Bodo/Glimt's coach Kjetil Knutsen after his side's win over Sporting CP.
Bodo/Glimt's coach Kjetil Knutsen after his side's win over Sporting CP.MARTIN OLE WOLD / GETTY IMAGES EUROPE / GETTY IMAGES VIA AFP

The football world may have been surprised by another giant-killing performance by Arctic ⁠minnows Bodo/Glimt, but for coach Kjetil Knutsen, their 3-0 thrashing of Sporting on Wednesday was just another step in their amazing Champions League journey.

The win extended their run of victories in the competition to ‌five, with Sporting added to a list of defeated opponents ‌that includes Manchester City, Atletico Madrid and Inter Milan twice.

Asked if the ‌result would send shockwaves through European football, Knutsen was his ‌usual sanguine self, never letting an individual result affect how he sees the progress his club is making.

"I think we're on a great journey now, ‌and I don't think we should reflect too ⁠much on that right now - ‌I think we should evaluate the game, what was good, what was less ​good, and then we should work on it," he told reporters.

"It's easy to be satisfied when you get to ​where we are now, and that's not a trap we should go into. We'll evaluate what was good and what was less ⁠good, and that's really ​what we've done in good and bad periods," he added.

It has become a familiar tale - a bigger club brings a squad bristling with talent to the minnows from the fishing town inside the Arctic ‌Circle and promptly gets an unexpected, but well-deserved thrashing from a team made up of nine Norwegians, a Danish striker and a Russian-Israeli keeper.
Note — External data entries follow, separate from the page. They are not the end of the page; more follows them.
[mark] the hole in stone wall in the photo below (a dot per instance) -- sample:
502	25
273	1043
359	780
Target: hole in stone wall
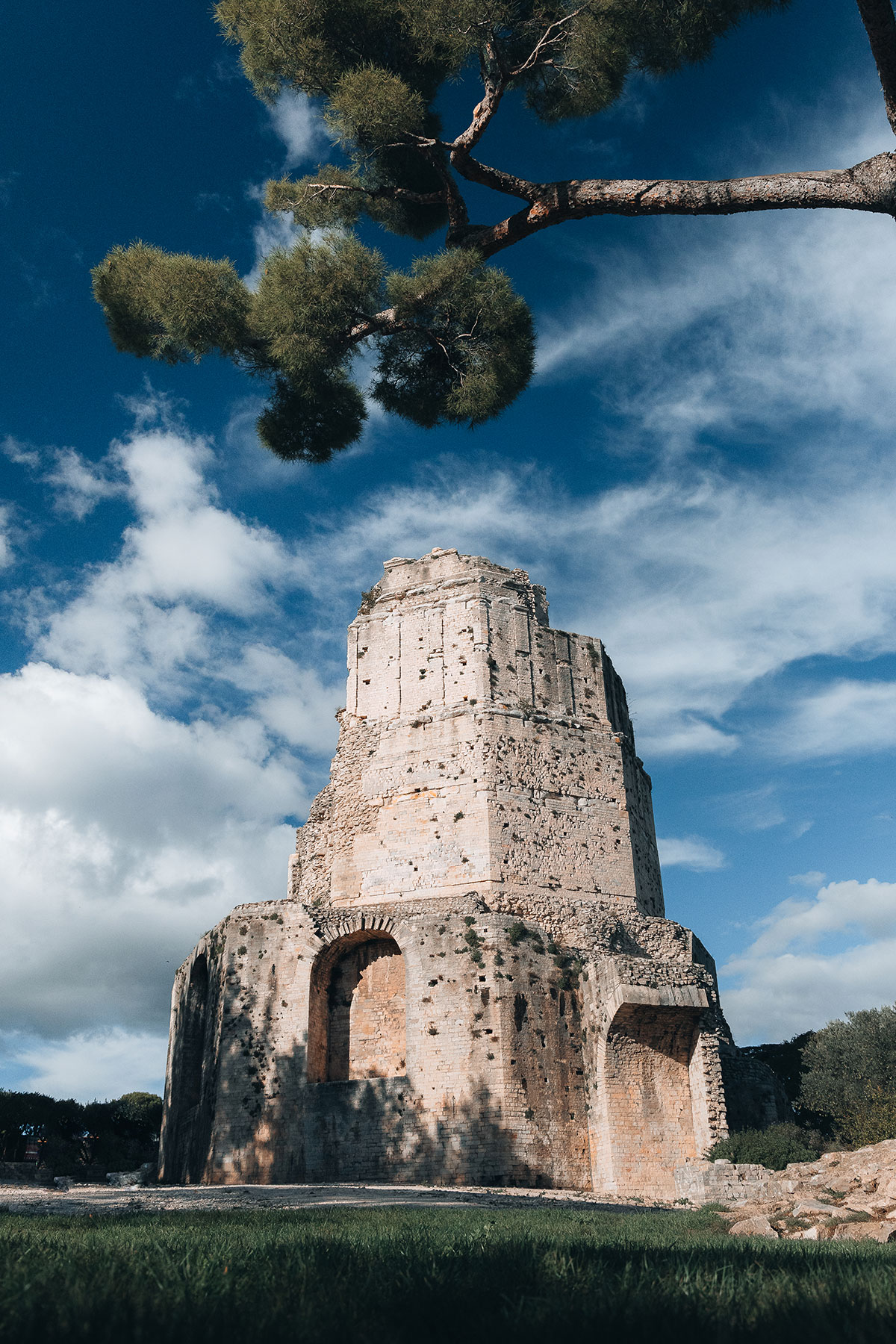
358	1011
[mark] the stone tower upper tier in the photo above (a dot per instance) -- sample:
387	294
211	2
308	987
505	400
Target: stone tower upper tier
460	631
480	750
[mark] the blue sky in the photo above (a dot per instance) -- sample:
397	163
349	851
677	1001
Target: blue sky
702	473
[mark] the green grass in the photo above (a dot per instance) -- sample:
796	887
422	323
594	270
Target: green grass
417	1275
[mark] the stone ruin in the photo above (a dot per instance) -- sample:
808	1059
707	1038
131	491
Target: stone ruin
470	977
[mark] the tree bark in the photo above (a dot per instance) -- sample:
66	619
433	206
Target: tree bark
869	186
880	26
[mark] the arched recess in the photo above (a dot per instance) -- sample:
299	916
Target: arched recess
193	1036
356	1024
649	1102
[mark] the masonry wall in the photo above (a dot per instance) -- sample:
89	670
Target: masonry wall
499	1086
470	979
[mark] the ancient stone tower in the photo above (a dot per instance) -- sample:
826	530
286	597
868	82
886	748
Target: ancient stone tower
470	977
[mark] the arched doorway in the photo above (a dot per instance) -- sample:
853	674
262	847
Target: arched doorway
650	1120
358	1009
193	1036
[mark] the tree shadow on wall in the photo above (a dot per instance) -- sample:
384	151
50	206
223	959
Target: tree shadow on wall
273	1127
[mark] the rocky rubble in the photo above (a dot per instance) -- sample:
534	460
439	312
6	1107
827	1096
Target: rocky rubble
840	1196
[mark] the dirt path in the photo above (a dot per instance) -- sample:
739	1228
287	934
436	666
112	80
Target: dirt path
104	1199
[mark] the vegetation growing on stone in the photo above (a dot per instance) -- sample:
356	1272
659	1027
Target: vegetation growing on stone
850	1074
773	1148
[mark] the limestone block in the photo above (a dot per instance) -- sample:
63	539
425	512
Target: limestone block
758	1226
865	1231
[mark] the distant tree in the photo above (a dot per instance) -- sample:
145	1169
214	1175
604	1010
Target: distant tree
33	1116
73	1136
773	1147
850	1073
452	340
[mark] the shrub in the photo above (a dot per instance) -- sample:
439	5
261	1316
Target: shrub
850	1073
773	1147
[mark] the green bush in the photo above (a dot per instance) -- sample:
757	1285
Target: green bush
773	1147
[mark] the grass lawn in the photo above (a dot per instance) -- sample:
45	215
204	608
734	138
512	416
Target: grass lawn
420	1275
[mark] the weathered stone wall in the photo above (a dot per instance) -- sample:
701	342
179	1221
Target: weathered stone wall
470	979
479	749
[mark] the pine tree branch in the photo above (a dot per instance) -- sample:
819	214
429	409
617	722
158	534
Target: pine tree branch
494	178
869	186
494	78
880	26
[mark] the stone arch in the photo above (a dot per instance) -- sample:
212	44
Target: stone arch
193	1036
649	1075
358	1009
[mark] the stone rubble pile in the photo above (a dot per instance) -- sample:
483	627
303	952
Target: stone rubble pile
840	1196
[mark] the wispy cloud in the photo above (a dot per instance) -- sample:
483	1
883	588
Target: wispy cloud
689	853
300	125
149	754
797	977
849	715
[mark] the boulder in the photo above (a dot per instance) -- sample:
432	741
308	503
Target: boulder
758	1226
865	1231
127	1177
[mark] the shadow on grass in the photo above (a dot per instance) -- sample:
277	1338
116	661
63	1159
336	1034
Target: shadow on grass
405	1275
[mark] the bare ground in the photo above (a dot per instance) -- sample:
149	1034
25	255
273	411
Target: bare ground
104	1199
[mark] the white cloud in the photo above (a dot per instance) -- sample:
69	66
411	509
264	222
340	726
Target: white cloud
849	715
734	324
147	612
147	765
689	853
6	537
813	961
125	835
300	125
93	1066
289	700
77	484
702	584
274	230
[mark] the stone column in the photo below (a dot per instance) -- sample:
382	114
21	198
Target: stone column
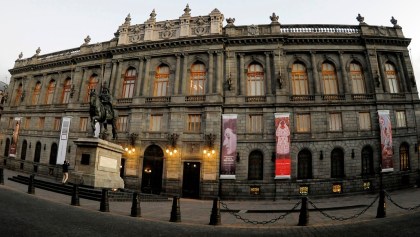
146	89
210	75
268	72
344	76
316	82
177	72
139	81
184	74
242	82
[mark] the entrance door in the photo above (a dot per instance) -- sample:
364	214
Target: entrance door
191	180
151	181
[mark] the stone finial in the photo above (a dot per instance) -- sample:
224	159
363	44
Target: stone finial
187	11
360	19
230	21
274	18
394	21
127	19
152	15
87	40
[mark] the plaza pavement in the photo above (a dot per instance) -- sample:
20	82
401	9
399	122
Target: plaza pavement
197	212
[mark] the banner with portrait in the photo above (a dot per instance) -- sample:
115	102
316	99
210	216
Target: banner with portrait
283	161
386	141
64	134
13	145
229	142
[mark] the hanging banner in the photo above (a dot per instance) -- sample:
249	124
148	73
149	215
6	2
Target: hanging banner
13	145
64	134
229	141
386	140
282	124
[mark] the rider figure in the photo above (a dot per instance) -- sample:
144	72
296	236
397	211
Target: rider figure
106	99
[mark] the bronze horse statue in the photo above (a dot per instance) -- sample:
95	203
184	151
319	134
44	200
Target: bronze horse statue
99	113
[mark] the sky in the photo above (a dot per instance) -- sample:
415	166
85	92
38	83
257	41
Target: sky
55	25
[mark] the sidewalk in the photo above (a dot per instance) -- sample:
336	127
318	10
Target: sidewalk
198	212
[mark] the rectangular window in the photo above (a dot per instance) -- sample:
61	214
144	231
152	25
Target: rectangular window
41	123
364	121
255	122
57	124
83	124
194	123
335	122
401	121
303	123
155	123
122	123
27	123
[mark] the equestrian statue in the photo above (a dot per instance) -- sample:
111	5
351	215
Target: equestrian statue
101	111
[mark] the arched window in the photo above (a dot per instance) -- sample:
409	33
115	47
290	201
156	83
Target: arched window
357	79
50	92
53	154
329	79
404	157
198	79
23	150
393	80
337	163
299	79
36	93
18	97
255	166
255	78
161	84
65	96
367	160
304	164
37	154
129	81
93	83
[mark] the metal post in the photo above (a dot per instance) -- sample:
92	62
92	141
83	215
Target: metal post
175	212
135	207
75	195
104	201
215	212
304	213
381	212
31	186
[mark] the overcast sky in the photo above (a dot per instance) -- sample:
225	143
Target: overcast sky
55	25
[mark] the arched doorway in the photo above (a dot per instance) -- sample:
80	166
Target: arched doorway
151	181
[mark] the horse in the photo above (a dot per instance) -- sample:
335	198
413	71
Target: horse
98	113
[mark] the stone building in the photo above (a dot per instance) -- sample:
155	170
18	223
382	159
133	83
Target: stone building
175	81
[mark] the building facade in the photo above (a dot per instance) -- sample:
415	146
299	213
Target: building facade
206	109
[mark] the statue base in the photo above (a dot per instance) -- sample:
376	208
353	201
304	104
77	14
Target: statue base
98	163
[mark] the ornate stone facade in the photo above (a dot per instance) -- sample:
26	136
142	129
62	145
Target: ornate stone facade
174	79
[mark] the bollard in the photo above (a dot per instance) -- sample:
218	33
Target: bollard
304	213
135	207
31	184
215	213
1	176
75	195
381	212
104	201
175	212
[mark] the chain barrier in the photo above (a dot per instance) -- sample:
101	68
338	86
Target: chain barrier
399	206
335	218
239	217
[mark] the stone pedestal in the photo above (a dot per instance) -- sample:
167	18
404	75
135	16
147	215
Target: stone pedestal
98	163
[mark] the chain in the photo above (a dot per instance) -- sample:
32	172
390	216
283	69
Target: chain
239	217
399	206
335	218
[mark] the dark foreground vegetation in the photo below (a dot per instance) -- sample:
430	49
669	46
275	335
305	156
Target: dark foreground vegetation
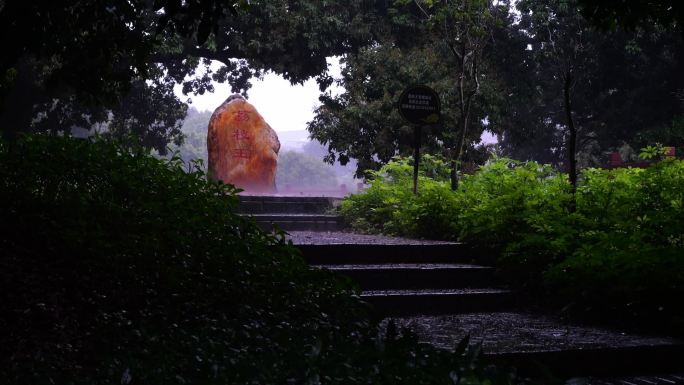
117	267
616	253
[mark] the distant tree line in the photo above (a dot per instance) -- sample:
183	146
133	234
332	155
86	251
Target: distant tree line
559	81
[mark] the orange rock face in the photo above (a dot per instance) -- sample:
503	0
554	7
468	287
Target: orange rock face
243	148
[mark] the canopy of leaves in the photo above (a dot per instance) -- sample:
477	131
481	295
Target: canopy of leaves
363	122
623	83
111	52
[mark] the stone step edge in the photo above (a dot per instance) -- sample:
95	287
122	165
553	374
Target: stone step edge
422	267
285	217
345	253
595	362
413	293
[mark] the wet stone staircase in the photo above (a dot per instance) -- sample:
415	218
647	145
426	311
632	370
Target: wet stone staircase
291	213
444	291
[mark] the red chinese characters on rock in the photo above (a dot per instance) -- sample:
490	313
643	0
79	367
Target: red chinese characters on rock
243	148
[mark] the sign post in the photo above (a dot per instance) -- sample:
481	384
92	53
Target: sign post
419	105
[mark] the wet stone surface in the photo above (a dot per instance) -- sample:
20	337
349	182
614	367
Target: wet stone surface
340	237
414	266
518	332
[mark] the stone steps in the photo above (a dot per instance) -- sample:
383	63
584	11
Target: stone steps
383	253
294	222
391	303
531	341
251	204
444	291
417	275
291	213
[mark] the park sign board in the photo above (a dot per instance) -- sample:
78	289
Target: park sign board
420	105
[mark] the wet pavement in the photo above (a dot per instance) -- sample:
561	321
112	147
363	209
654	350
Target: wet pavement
342	237
506	332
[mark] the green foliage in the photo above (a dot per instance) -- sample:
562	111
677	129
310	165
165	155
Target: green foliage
120	267
390	206
618	255
627	260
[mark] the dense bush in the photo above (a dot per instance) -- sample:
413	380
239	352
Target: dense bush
120	268
620	252
388	205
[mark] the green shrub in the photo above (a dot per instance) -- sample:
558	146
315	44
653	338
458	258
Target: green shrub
618	254
389	205
628	260
118	267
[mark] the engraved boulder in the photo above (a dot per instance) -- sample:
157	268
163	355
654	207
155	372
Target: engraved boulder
243	148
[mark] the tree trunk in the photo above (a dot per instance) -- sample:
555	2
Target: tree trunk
572	140
458	154
17	104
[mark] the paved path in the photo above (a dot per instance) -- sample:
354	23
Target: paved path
444	291
347	237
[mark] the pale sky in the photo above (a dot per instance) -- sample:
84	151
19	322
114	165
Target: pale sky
284	106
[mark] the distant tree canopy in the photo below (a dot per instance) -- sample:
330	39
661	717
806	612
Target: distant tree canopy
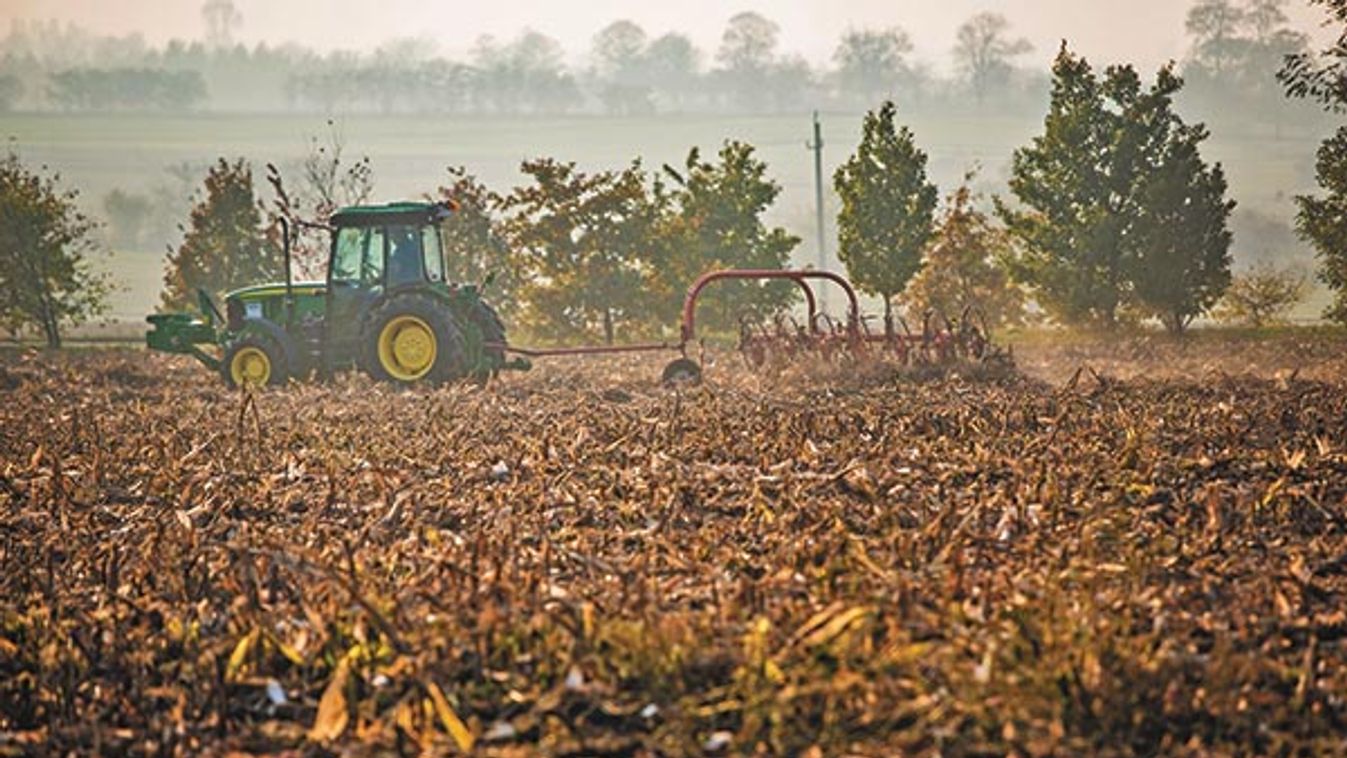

Nothing Bodo do on the pitch is a secret. They invite their opponents to attack them, defending narrowly and then hitting them on the break, and it has proved to be a very successful formula.

"You see the hunger in the group of players, and you see how good they are at learning. There's something ‌about that, and then we have a culture that gives people ​the opportunity to develop and be good," Knutsen explained.

On Thursday ‌morning, he and his staff will sit down in their offices underneath the grandstand at the Aspmyra Stadium to plan their approach to the return leg in Lisbon next Tuesday, with a place in the Champions League quarter-finals up for grabs.

"It's ⁠so complex, but we have ⁠to be just as humble ‌and hungry for what's to come," Knutsen said.